Here’s an important thought: It is not your responsibility to make your anxiety come to an end. Remember, anxiety comes in waves and gradually subsides each and every time. You may be thinking, But what if my anxiety never ends? That’s anxiety talking! You don’t have to take your thoughts so seriously.

The goal in this step is to make yourself as comfortable as possible. An easy tool that you can practice is belly breathing, also called diaphragmatic breathing. In belly breathing, you inhale and exhale with your stomach muscles rather than your chest muscles. Focus on really taking the time to fully exhale. If you’d like practice, ask your therapist to guide you through it!

It’ll also be vital to get out of your mind and into your surroundings. Try this “five senses” exercise: Identify five things you see, four things you feel, three things you hear, two things you smell, and one thing you can taste.

Finally, pay attention to how are you responding to your anxiety and your “what-if” thoughts. Here’s an example:

Anxiety voice: What if I swerve off the road and crash right now while I’m driving?

Unhelpful, resisting response: Shut up! That would never happen. But just in case, let’s stop on the side of the road for a while.

Helpful, accepting response: Ah, a “what-if” thought! This must be anxiety. I’m noticing a lot of discomfort, but I need to remember that it’s just a thought and I’m not in danger right now. I’m going to do the opposite of what my anxiety says and keep driving.


You may find another wave of anxiety comes up, and that’s okay! As long as you’re not attempting to resist and go into battle, you’re doing nothing wrong. Sometimes, even when you use your helpful coping tactics, anxiety may pop up again. Start from the top and keep working the steps.

Your anxiety will end. The more you resist, anxiety persists. When you can accept, anxiety will be less likely to take over your day.

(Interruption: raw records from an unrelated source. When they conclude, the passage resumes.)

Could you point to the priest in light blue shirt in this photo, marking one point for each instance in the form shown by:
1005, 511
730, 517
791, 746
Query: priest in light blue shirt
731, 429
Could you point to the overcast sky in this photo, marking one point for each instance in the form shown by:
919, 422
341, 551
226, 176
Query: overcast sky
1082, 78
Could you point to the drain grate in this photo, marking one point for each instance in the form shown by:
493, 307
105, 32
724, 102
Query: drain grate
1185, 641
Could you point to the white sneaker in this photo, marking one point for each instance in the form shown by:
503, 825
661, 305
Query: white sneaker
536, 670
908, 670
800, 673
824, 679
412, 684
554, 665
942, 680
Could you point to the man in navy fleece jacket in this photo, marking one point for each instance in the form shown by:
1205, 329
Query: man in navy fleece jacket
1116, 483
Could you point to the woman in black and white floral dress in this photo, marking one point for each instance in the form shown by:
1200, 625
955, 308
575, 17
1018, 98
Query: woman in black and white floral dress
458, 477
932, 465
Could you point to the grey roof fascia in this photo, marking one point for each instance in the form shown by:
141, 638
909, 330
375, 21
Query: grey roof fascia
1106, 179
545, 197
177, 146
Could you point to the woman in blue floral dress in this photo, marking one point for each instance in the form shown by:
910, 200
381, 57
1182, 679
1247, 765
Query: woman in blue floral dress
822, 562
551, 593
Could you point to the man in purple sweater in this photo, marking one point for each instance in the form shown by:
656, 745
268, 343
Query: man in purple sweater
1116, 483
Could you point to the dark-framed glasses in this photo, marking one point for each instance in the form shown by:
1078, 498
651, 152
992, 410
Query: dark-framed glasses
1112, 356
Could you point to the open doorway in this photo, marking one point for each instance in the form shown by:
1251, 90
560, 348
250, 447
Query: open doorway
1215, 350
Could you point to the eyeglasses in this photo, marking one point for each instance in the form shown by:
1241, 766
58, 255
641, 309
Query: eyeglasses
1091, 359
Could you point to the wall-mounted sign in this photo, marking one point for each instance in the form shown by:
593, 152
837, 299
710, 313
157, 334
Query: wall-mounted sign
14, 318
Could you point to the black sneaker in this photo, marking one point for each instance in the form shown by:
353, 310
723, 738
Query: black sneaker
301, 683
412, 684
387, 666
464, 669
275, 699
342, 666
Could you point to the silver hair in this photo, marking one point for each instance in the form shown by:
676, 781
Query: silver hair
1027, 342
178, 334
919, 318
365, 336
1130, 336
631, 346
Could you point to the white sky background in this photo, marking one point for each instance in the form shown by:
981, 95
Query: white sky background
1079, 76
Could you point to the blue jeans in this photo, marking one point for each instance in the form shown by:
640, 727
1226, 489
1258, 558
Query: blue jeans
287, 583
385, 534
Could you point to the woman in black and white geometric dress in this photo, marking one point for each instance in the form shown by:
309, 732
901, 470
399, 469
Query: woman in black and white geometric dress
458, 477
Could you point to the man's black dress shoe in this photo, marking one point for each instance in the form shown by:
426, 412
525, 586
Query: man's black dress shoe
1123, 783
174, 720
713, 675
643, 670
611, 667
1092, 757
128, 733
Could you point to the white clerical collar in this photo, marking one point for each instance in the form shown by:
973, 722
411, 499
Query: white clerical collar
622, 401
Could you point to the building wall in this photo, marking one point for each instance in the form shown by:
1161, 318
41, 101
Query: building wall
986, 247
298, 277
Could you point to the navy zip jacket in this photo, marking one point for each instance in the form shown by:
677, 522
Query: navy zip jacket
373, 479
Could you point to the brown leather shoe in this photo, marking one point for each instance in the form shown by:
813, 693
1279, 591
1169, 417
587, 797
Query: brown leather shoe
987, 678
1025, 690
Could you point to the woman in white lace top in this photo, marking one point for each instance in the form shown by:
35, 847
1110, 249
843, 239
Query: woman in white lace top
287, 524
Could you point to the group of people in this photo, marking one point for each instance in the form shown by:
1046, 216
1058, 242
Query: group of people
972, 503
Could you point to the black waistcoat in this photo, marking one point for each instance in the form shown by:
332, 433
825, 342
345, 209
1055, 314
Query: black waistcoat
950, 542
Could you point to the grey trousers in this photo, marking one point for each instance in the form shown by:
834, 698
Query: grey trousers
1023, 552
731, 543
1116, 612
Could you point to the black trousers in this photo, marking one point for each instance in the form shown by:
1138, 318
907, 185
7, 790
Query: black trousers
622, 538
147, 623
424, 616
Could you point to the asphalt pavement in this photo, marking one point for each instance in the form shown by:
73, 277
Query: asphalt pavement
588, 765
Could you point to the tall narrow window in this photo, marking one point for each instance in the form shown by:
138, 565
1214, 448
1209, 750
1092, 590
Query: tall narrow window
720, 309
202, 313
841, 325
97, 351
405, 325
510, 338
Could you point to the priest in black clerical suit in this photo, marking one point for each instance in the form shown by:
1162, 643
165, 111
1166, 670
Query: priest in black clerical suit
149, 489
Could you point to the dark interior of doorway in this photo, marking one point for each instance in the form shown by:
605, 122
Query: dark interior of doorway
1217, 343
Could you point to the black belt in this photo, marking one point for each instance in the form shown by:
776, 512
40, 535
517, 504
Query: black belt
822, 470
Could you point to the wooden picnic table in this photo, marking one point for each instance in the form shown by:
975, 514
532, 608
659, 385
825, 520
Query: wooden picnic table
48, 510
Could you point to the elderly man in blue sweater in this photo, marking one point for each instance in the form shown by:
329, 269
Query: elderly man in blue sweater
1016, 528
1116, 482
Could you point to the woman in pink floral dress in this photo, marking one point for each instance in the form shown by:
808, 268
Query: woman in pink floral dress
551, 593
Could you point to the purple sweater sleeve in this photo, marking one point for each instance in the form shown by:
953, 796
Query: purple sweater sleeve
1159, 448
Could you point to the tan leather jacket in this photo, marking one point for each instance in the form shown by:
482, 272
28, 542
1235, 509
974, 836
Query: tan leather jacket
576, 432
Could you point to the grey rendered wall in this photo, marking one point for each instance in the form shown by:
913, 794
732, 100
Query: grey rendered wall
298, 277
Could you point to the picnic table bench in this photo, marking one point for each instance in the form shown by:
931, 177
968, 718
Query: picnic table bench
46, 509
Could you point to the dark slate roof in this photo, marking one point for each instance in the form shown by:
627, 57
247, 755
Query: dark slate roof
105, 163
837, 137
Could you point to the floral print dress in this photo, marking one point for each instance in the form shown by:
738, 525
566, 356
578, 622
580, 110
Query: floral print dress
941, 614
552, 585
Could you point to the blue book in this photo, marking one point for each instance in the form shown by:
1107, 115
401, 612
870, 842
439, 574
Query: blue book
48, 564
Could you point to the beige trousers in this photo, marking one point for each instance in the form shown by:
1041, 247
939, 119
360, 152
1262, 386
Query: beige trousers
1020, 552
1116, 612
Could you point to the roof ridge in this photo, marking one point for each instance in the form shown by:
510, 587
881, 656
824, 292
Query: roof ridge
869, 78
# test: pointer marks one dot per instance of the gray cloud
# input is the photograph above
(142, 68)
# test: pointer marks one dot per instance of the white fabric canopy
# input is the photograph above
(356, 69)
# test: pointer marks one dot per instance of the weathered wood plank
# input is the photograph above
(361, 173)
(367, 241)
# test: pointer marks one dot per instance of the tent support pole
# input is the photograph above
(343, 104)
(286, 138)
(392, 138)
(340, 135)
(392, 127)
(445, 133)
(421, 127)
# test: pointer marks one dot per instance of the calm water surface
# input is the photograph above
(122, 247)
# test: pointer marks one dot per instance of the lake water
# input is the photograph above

Anxiety is a feeling of being afraid with no outward threats present. While being afraid isn’t pleasant, it’s a normal human emotion that is tolerable. You are capable of handling your anxiety. The more you try to stifle it, push it down, suppress it, argue with it, or ignore it, the more it will come up stronger and louder. So… get curious. Allow it in. Perhaps you’ll find it’s not so bad after all.